Background: I have a function $g(\omega)\in C^{\infty}(\mathbb{R})$, which vanishes like $O(|\omega|^{-\beta})$ at infinity for some $\beta>0$.

This answer states that functions that decays "too slowly" failes to be in $\mathcal{F}L^1(\mathbb{R})$, and exercise VI.1.7 of Kaznelson's "An Introduction to Harmonic Analysis" states that $C^{2}_{c}(\mathbb{R})\subset\mathcal{F}L^1(\mathbb{R})$.

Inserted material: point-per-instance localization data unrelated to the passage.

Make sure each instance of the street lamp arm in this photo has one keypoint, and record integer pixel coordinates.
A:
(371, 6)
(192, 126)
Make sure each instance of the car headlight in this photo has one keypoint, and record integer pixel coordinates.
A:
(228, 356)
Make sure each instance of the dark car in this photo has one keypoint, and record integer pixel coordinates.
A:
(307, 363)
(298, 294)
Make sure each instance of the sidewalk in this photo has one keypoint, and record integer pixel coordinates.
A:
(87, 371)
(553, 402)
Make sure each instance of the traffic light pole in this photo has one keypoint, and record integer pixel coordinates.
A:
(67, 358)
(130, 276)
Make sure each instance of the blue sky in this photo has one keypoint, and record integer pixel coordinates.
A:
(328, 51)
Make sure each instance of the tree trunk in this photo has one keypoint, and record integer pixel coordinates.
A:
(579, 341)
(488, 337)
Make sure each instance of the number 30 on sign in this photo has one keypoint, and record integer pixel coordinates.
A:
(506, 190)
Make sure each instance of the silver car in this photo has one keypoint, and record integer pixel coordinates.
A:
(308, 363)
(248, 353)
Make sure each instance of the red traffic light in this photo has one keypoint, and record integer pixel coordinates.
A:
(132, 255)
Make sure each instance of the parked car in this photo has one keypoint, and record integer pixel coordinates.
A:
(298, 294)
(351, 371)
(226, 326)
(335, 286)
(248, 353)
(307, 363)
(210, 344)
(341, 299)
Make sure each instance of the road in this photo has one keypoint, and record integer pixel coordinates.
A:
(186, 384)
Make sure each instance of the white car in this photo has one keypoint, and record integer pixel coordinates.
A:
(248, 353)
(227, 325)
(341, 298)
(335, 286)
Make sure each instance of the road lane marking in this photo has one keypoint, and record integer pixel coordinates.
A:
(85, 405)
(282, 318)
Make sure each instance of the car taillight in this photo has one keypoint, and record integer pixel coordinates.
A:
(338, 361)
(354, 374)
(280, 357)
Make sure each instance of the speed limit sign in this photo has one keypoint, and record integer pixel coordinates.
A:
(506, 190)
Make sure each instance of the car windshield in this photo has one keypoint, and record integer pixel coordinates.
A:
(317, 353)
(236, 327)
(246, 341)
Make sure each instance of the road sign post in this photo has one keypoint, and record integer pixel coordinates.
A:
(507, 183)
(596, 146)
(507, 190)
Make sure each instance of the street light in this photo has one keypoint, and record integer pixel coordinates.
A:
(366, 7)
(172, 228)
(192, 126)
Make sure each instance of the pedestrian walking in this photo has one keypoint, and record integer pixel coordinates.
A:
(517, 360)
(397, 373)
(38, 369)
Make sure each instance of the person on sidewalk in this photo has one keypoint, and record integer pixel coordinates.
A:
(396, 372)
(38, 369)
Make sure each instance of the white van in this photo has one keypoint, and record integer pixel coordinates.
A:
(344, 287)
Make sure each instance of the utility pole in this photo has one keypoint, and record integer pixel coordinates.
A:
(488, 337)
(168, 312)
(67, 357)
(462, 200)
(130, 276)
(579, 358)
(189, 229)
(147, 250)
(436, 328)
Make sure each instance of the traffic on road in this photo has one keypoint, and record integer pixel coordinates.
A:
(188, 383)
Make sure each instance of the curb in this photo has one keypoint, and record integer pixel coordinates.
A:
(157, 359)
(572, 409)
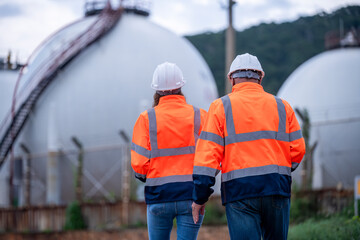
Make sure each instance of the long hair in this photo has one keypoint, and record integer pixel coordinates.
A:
(158, 96)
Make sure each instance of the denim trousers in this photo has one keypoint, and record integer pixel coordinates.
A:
(253, 218)
(160, 217)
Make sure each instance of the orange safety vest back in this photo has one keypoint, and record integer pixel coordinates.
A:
(254, 139)
(163, 147)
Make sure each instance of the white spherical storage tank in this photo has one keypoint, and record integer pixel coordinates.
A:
(7, 84)
(328, 87)
(99, 93)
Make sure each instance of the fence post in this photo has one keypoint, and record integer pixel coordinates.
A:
(125, 180)
(357, 194)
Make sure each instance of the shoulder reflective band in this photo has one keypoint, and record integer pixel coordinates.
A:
(201, 170)
(280, 135)
(155, 151)
(246, 74)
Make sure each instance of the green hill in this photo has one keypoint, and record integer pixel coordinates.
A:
(281, 48)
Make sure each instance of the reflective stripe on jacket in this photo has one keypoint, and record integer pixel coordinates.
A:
(254, 139)
(163, 147)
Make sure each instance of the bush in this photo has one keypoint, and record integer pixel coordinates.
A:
(302, 209)
(74, 218)
(333, 228)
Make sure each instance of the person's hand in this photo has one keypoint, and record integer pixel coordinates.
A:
(197, 209)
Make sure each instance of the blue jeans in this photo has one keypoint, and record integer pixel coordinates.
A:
(253, 218)
(160, 218)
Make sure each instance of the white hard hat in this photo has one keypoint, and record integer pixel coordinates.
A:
(167, 76)
(245, 62)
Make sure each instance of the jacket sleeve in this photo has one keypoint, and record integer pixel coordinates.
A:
(209, 154)
(297, 143)
(140, 147)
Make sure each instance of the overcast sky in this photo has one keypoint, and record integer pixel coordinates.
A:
(25, 23)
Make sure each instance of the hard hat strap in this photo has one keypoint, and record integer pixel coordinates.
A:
(246, 74)
(169, 92)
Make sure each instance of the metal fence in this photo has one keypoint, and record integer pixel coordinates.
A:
(98, 216)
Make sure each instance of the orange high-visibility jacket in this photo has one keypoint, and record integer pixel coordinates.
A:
(254, 139)
(163, 147)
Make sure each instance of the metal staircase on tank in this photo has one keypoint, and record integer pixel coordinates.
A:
(45, 74)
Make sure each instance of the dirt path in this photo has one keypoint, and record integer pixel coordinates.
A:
(206, 233)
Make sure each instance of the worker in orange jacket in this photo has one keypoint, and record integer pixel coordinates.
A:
(254, 139)
(162, 155)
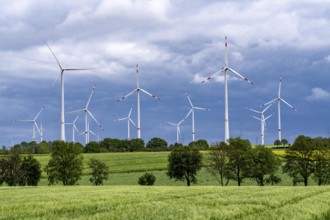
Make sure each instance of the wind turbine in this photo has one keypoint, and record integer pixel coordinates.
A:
(74, 127)
(41, 131)
(192, 112)
(262, 120)
(129, 121)
(279, 99)
(88, 115)
(225, 69)
(34, 123)
(138, 90)
(62, 122)
(178, 133)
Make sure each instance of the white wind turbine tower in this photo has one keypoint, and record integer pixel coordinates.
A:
(34, 123)
(41, 131)
(178, 133)
(138, 90)
(192, 112)
(62, 122)
(262, 120)
(279, 99)
(129, 121)
(88, 115)
(225, 69)
(74, 127)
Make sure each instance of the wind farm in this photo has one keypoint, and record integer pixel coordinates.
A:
(173, 59)
(89, 116)
(257, 75)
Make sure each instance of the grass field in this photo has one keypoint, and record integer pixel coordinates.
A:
(126, 168)
(165, 202)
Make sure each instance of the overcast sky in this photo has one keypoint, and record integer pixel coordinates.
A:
(176, 44)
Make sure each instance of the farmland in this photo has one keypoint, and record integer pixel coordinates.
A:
(125, 169)
(122, 198)
(164, 202)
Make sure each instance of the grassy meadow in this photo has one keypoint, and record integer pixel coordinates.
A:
(164, 202)
(122, 198)
(126, 168)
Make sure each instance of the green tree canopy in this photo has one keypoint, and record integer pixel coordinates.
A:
(299, 160)
(99, 171)
(263, 162)
(183, 164)
(219, 160)
(238, 153)
(157, 144)
(65, 164)
(200, 144)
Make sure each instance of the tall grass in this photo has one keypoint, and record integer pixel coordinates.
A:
(141, 202)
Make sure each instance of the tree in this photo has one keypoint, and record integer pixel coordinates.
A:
(147, 179)
(322, 167)
(44, 147)
(299, 160)
(100, 171)
(157, 144)
(200, 144)
(238, 153)
(284, 142)
(263, 162)
(219, 160)
(183, 164)
(92, 147)
(31, 170)
(277, 143)
(11, 172)
(65, 164)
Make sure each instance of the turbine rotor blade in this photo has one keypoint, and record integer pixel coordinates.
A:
(132, 121)
(188, 113)
(74, 69)
(288, 104)
(171, 123)
(90, 97)
(254, 111)
(124, 97)
(199, 108)
(190, 101)
(43, 107)
(54, 56)
(144, 91)
(80, 110)
(233, 71)
(213, 75)
(270, 102)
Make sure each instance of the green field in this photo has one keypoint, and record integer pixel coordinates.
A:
(126, 168)
(164, 202)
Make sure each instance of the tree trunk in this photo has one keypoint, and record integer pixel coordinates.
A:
(188, 181)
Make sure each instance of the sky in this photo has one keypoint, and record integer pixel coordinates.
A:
(176, 44)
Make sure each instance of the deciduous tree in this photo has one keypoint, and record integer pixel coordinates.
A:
(299, 160)
(263, 162)
(238, 153)
(65, 164)
(100, 171)
(219, 160)
(183, 164)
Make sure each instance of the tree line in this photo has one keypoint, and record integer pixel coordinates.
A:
(236, 161)
(106, 145)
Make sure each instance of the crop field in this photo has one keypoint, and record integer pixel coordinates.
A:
(126, 168)
(164, 202)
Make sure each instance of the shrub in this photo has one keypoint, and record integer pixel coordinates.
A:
(147, 179)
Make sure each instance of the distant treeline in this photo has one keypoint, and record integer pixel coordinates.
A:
(106, 145)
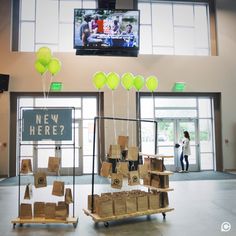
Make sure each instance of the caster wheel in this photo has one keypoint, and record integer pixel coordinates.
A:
(106, 224)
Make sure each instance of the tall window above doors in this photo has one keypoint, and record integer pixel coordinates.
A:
(167, 27)
(48, 23)
(177, 27)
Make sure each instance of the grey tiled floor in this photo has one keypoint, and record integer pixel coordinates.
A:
(200, 209)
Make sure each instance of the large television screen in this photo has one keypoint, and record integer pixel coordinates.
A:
(106, 29)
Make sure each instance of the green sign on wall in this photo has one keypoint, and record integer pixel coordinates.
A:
(47, 124)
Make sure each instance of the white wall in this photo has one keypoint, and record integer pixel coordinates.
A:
(202, 74)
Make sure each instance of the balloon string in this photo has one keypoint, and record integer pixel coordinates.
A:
(51, 78)
(139, 127)
(153, 100)
(99, 126)
(44, 89)
(127, 128)
(113, 111)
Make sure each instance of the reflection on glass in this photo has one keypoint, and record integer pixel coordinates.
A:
(190, 127)
(26, 150)
(176, 102)
(205, 135)
(90, 108)
(206, 161)
(88, 137)
(43, 154)
(205, 108)
(165, 133)
(146, 108)
(87, 165)
(175, 113)
(67, 155)
(167, 151)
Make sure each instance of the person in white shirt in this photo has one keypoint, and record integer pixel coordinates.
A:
(185, 152)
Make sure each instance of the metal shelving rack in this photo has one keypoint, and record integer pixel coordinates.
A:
(73, 219)
(92, 213)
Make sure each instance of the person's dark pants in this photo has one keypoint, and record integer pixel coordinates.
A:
(182, 158)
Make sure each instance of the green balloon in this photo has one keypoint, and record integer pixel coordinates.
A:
(41, 69)
(113, 80)
(44, 55)
(54, 66)
(152, 83)
(99, 79)
(127, 81)
(139, 82)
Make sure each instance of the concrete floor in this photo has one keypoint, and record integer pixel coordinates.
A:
(200, 209)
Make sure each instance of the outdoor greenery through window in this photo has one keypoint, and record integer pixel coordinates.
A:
(167, 27)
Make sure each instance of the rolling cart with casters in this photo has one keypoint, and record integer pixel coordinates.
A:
(105, 220)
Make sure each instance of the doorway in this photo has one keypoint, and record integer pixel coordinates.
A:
(170, 132)
(198, 114)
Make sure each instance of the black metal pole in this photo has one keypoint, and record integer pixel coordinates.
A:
(94, 139)
(74, 167)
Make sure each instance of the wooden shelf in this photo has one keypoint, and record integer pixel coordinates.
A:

Problem: Can we deduce $g\in \mathcal{F}L^1(\mathbb{R})$ from these conditions? Heuristically, the decay condition means that $\hat{g}$ should not have singularities of "order $\geq1$" , and therefore $\hat{g}$ should be locally integrable. Can this intuition be made precise?


1 Answer 1


This does not follow. There are compactly supported, finite, purely singular measures $\mu$ whose Fourier transform has power decay: $|\widehat{\mu}(x)|\lesssim (1+|x|)^{-\beta}$; for more background, you can search for Fourier dimension, for example on this site.

This function $g=\widehat{\mu}$ satisfies all your conditions, but its Fourier transform $\mu$ is not an integrable function.